Bruno de Finetti, uno dei più importanti matematici applicati italiani del Novecento, è famoso soprattutto per i suoi contributi alla definizione in senso soggettivista della probabilità. Egli si è però occupato anche di economia matematica, e con contributi degni di nota, soprattutto negli anni trenta e quaranta. Prendendo come principale punto di riferimento le opere di Pareto, de Finetti ha elaborato un'analisi dell'equilibrio concorrenziale da un punto di vista etico e metodologico, partendo da una critica dell'analogia meccanicista.

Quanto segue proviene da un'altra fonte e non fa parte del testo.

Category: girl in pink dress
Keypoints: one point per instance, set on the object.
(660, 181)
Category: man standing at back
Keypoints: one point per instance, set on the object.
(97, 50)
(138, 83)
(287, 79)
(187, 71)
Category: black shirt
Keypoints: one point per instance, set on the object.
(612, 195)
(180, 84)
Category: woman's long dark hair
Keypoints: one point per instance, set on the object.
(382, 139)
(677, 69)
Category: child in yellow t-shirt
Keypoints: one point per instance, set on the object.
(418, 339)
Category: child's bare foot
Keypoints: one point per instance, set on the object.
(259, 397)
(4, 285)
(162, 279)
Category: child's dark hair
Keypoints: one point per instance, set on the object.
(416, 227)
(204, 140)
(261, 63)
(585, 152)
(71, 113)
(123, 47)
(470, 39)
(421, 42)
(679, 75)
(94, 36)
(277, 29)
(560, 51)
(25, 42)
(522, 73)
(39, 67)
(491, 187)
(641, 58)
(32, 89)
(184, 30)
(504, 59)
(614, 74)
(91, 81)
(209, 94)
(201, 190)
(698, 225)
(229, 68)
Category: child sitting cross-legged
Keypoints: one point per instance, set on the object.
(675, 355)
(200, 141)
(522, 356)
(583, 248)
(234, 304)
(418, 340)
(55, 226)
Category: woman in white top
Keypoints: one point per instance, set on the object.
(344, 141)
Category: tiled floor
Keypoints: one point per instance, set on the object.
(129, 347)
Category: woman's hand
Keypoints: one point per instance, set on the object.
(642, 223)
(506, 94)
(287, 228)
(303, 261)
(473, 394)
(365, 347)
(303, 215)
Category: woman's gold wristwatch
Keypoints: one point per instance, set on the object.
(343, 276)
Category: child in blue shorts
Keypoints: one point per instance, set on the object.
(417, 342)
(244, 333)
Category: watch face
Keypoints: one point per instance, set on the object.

Egli ha seguito l'approccio di Pareto e Barone nel considerare la proprietà di ottimalità dell'equilibrio astraendola dal meccanismo concorrenziale. Dal punto di vista matematico, i suoi contributi sono di grande importanza. Nel 1937, egli dà una trattazione formale dell'optimum paretiano, anticipando condizioni necessarie che sarebbero state date solo nel secondo dopoguerra da Kuhn e Tucker, nel contesto della programmazione non lineare. Egli inoltre introduce nel 1949 il concetto di funzione quasi concava, prendendo lo spunto dalle funzioni aventi curve di livello convesse che rappresentano tradizionalmente le preferenze del consumatore.